Transparently cache XSL transformations with JAXP

Boost performance and retain usability by implementing implicit caching inside transformer factories

No doubt, XSLT (Extensible Stylesheet Language Transformations) is a powerful technology that has many applications in the XML world. In particular, numerous Web developers can take advantage of XSLT at the presentation layer to gain convenience and flexibility. However, the price of these advantages is higher memory and CPU load, which makes developers more attentive to optimization and caching techniques when using XSLT. Caching is even more important in Web environments, where numerous threads share stylesheets.

In these cases, proper transformation caching proves vital for performance. A usual recommendation when using the Java API for XML Processing (JAXP) is to load transformations into a Templates object and then use this object to produce a Transformer rather than instantiate a Transformer object directly from the factory. That way, a Templates object may be reused to produce more transformers later and save time on stylesheet parsing and compilation. In "Top Ten Java and XSLT Tips," Eric Burke gives the following code in Tip 1:

Source xsltSource = new StreamSource(xsltFile);
TransformerFactory transFact = TransformerFactory.newInstance();
Templates cachedXSLT = transFact.newTemplates(xsltSource);
Transformer trans = cachedXSLT.newTransformer();

In this example, transformation from the xsltFile is first loaded into the cachedXSLT Templates object, which is afterwards used to create a new transformer object, trans. The advantage is that later, when we need yet another transformer object, parsing and compilation phases may be skipped:

Transformer anotherTrans = cachedXSLT.newTransformer();

Although this technique positively influences performance (especially when using the same stylesheets repeatedly, like in Web applications), honestly, it is not convenient for the developer. The reason is, apart from the Templates-based transformer instantiation, you must care about observing the date of the last stylesheet modification, reloading outdated transformations, providing safe and efficient multithreaded access to the stylesheet cache, and many other small details. Even a natural move—encapsulating all the required functionality into a standalone transformer cache implementation—will not save a developer from third-party modules, which use standard JAXP routines without any caching. A good example of such a module is a JSTL x:transform tag: its current implementation in the org.apache.taglibs.standard.tag.common.xml.TransformSupport and org.apache.taglibs.standard.tag.el.xml.TransformTag classes directly uses the TransformerFactory's newTransformer(...) method. Obviously, x:transform will not be able to take advantage of any external caching implementation.

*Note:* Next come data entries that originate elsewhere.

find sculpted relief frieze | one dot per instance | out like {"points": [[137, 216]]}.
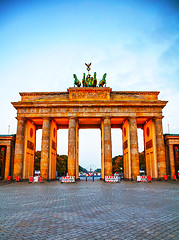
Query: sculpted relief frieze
{"points": [[91, 111]]}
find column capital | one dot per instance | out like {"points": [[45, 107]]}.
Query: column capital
{"points": [[21, 118], [46, 118], [73, 118], [157, 118]]}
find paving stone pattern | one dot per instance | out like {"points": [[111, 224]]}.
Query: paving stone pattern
{"points": [[89, 210]]}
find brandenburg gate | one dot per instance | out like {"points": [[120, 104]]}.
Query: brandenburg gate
{"points": [[89, 107]]}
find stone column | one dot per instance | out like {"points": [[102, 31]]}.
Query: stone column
{"points": [[19, 148], [102, 149], [7, 162], [107, 148], [172, 160], [161, 163], [134, 148], [3, 149], [45, 149], [72, 147]]}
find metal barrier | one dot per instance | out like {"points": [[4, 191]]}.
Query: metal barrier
{"points": [[68, 179], [143, 178], [111, 179]]}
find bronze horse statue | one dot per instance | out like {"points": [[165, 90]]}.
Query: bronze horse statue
{"points": [[76, 81], [103, 81]]}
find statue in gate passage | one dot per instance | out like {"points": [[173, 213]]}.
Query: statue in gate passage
{"points": [[103, 81]]}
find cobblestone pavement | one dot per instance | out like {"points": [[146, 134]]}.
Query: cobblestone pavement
{"points": [[89, 210]]}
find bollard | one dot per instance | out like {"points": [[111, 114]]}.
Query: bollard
{"points": [[165, 177], [30, 179], [17, 178], [149, 178], [9, 178], [174, 177], [40, 179]]}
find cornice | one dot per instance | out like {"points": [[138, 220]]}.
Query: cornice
{"points": [[105, 103]]}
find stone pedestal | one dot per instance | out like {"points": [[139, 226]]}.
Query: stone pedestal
{"points": [[160, 148], [134, 148], [45, 149], [19, 148], [172, 160], [107, 148], [8, 162], [72, 147]]}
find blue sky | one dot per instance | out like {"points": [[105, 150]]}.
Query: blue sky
{"points": [[42, 43]]}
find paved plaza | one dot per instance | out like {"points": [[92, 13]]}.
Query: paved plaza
{"points": [[89, 210]]}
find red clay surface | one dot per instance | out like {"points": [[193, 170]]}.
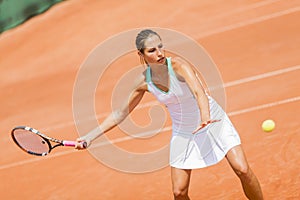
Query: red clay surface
{"points": [[255, 45]]}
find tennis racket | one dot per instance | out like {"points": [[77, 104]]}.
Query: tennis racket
{"points": [[34, 142]]}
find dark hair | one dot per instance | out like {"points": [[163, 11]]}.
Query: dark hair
{"points": [[142, 36]]}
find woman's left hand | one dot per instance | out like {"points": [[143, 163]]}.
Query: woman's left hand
{"points": [[205, 123]]}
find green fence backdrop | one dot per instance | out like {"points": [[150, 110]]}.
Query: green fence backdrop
{"points": [[15, 12]]}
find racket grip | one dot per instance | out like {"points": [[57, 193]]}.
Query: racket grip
{"points": [[73, 143]]}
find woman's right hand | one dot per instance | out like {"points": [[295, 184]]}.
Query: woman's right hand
{"points": [[82, 143]]}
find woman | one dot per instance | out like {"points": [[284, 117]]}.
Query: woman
{"points": [[202, 134]]}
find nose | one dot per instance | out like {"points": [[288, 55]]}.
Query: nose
{"points": [[159, 52]]}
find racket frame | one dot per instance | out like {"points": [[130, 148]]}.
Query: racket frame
{"points": [[45, 137]]}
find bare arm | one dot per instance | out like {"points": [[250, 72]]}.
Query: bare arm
{"points": [[118, 115]]}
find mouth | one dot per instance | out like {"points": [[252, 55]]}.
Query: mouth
{"points": [[161, 60]]}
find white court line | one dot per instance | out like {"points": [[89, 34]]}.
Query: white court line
{"points": [[248, 22], [243, 111], [223, 29], [262, 76], [153, 103]]}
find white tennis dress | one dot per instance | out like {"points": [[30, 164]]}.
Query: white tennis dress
{"points": [[204, 148]]}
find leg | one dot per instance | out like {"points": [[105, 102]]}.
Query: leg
{"points": [[180, 181], [239, 164]]}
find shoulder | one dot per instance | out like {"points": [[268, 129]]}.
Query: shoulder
{"points": [[139, 79], [181, 66]]}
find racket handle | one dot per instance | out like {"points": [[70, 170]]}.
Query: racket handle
{"points": [[73, 143]]}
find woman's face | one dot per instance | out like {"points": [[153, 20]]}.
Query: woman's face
{"points": [[153, 51]]}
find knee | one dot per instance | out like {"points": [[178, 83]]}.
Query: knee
{"points": [[180, 192], [243, 171]]}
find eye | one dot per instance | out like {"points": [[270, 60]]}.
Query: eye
{"points": [[151, 50]]}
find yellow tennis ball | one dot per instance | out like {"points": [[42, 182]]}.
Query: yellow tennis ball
{"points": [[268, 125]]}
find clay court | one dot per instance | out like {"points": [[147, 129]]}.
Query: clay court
{"points": [[255, 45]]}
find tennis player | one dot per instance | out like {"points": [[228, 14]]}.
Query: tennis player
{"points": [[202, 133]]}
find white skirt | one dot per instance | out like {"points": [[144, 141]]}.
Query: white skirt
{"points": [[207, 147]]}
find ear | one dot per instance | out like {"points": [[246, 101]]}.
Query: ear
{"points": [[142, 59], [140, 53]]}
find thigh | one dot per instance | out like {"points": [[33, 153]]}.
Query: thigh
{"points": [[180, 178], [237, 159]]}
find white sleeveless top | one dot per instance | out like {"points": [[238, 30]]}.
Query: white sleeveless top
{"points": [[204, 148]]}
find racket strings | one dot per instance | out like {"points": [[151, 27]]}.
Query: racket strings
{"points": [[31, 142]]}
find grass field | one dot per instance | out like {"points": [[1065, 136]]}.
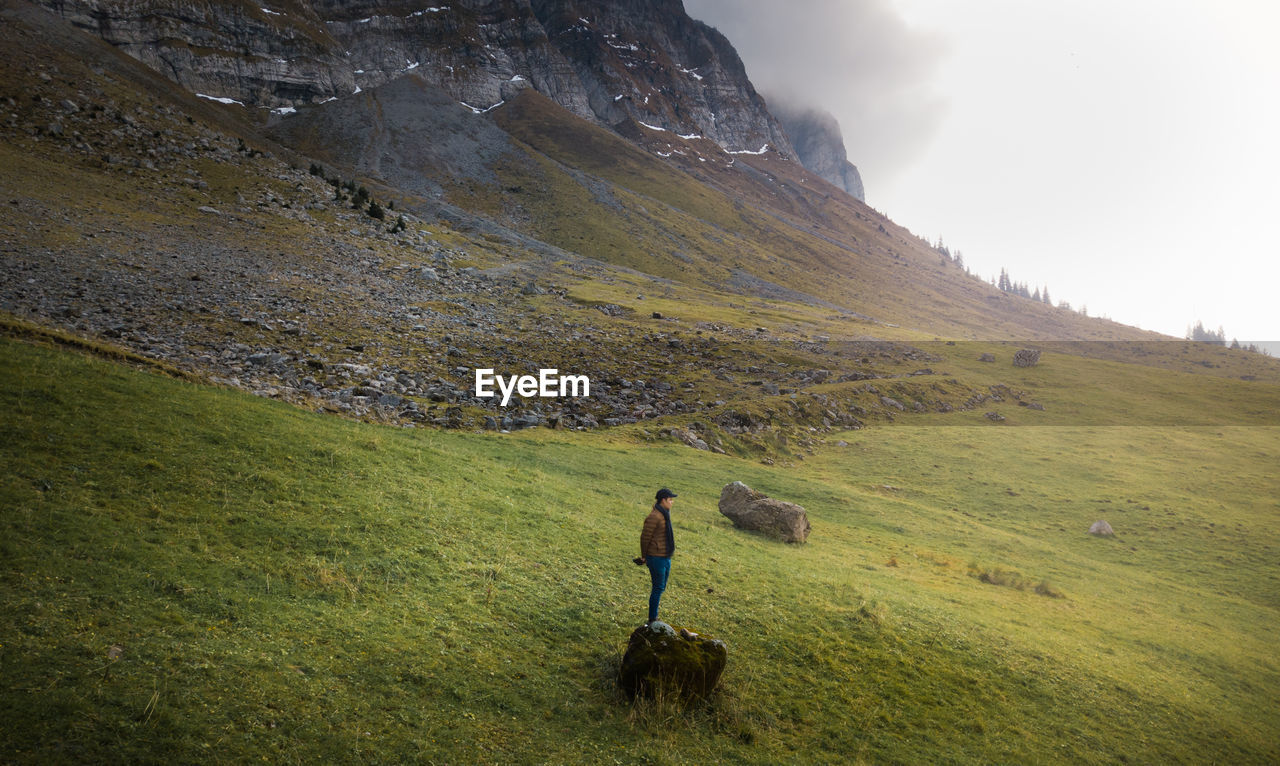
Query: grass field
{"points": [[192, 574]]}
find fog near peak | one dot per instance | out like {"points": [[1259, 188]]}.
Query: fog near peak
{"points": [[855, 59]]}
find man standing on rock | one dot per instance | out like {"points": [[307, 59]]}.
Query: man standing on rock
{"points": [[657, 545]]}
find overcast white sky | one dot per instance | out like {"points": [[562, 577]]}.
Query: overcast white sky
{"points": [[1123, 153]]}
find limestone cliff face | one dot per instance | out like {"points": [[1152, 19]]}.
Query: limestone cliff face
{"points": [[819, 145], [607, 60]]}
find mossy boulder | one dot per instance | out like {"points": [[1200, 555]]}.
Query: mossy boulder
{"points": [[749, 509], [664, 661]]}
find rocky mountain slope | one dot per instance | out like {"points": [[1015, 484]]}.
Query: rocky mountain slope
{"points": [[603, 60], [819, 145], [368, 255]]}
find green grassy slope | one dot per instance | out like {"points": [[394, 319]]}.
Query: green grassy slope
{"points": [[192, 574]]}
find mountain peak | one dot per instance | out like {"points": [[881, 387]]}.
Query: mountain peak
{"points": [[606, 60]]}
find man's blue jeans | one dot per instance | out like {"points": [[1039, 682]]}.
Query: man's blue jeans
{"points": [[659, 569]]}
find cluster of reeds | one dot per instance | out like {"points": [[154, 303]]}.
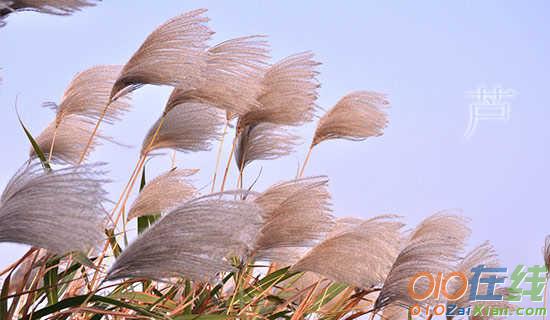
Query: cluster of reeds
{"points": [[277, 253]]}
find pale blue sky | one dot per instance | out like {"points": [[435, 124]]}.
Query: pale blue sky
{"points": [[424, 56]]}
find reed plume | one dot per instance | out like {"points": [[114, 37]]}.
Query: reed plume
{"points": [[187, 127], [68, 219], [163, 193], [434, 246], [298, 215], [483, 254], [357, 116], [264, 141], [88, 93], [55, 7], [65, 142], [171, 55], [288, 95], [231, 79], [193, 240], [368, 247]]}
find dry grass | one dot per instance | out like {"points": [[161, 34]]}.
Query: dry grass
{"points": [[247, 253]]}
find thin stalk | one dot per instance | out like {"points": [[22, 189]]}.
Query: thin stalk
{"points": [[52, 144], [126, 193], [218, 157], [89, 143], [173, 159], [544, 298], [237, 288], [302, 308], [305, 161], [228, 163]]}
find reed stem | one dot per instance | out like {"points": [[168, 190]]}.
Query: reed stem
{"points": [[52, 144], [228, 163], [218, 157], [305, 161], [89, 143]]}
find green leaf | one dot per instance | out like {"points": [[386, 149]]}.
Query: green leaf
{"points": [[266, 282], [202, 317], [35, 146], [78, 300], [3, 297], [83, 260], [331, 292], [143, 298], [50, 280]]}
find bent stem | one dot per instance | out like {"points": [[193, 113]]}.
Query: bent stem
{"points": [[218, 157], [306, 161], [53, 143], [228, 163], [123, 198], [89, 143]]}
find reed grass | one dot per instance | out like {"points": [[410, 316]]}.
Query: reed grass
{"points": [[277, 253]]}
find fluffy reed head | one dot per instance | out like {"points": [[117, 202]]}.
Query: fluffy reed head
{"points": [[56, 7], [357, 116], [297, 215], [264, 141], [288, 95], [187, 127], [171, 55], [368, 247], [483, 254], [88, 94], [193, 240], [434, 246], [71, 137], [163, 193], [231, 79], [60, 210]]}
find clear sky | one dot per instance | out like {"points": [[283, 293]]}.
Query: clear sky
{"points": [[426, 57]]}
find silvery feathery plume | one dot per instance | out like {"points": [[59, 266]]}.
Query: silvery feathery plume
{"points": [[297, 215], [171, 55], [188, 127], [434, 246], [17, 280], [547, 252], [71, 136], [483, 254], [288, 95], [356, 116], [60, 210], [88, 93], [55, 7], [368, 247], [264, 141], [231, 79], [193, 240], [163, 193]]}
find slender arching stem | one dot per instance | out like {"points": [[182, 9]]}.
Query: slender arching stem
{"points": [[218, 157], [241, 171], [544, 298], [89, 143], [305, 161], [53, 142], [126, 193], [229, 162]]}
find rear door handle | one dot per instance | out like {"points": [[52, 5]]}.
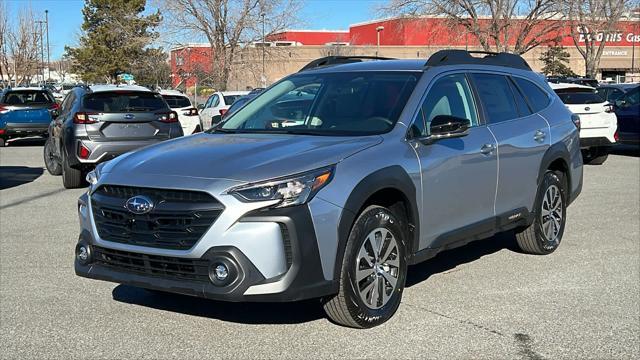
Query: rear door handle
{"points": [[487, 149]]}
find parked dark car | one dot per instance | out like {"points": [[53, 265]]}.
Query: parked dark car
{"points": [[25, 112], [101, 122], [626, 98]]}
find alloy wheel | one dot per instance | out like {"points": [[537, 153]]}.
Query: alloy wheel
{"points": [[377, 268]]}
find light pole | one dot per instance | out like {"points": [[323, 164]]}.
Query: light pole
{"points": [[264, 76], [46, 19], [378, 31], [40, 22]]}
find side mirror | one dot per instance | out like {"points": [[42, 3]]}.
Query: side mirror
{"points": [[447, 126]]}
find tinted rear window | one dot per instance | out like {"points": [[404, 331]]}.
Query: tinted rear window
{"points": [[177, 101], [230, 99], [575, 96], [496, 96], [27, 97], [123, 101], [538, 99]]}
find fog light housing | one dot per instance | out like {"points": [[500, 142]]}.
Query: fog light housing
{"points": [[83, 254], [223, 271]]}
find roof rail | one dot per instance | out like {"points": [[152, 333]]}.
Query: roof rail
{"points": [[458, 57], [336, 60]]}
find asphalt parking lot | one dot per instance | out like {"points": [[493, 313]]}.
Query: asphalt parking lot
{"points": [[484, 300]]}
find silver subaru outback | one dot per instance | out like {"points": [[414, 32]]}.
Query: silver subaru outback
{"points": [[333, 180]]}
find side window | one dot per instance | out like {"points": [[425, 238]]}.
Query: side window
{"points": [[449, 95], [538, 98], [67, 104], [523, 107], [215, 101], [496, 96]]}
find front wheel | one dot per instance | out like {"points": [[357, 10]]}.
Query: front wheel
{"points": [[71, 178], [50, 162], [373, 271], [543, 236]]}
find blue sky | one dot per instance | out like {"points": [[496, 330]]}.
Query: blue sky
{"points": [[65, 16]]}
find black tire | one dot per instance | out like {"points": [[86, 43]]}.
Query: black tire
{"points": [[71, 178], [50, 162], [595, 156], [534, 239], [347, 307]]}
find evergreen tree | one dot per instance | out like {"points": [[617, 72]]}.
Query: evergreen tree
{"points": [[115, 35], [555, 60]]}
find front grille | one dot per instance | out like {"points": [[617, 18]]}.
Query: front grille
{"points": [[152, 265], [178, 220]]}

There is, however, a simple and elegant solution to this problem. As long as JAXP allows us to replace a used implementation of the TransformerFactory, why don't we simply write a factory that would have intrinsic caching capabilities?

This idea is not difficult to implement. We could extend any suitable TransformerFactory implementation (I use Michael Kay's Saxon 7.3) and override the parent's newTransformer(...) method so that transformations loaded from the file-based stream sources are cached and returned from the cache, if the transformations were not modified since the last load. A new version of the newTransformer(...) method looks like the following:

public Transformer newTransformer(final Source source)
  throws TransformerConfigurationException
{
  // Check that source in a StreamSource
  if (source instanceof StreamSource)
    try
    {
      // Create URI of the source
      final URI uri = new URI(source.getSystemId());
      // If URI points to a file, load transformer from the file
      // (or from the cache)
      if ("file".equalsIgnoreCase(uri.getScheme()))
        return newTransformer(new File(uri));
    }
    catch (URISyntaxException urise)
    {
      throw new TransformerConfigurationException(urise);
    }
  return super.newTransformer(source);
}

As you can see, if the transformer's source is not a stream source or does not point to a file, a parent implementation of newTransformer(...) returns the transformer. But, if the source is a file-based stream source, it gives us the possibility to implement more intelligent transformation loading with the help of a cache.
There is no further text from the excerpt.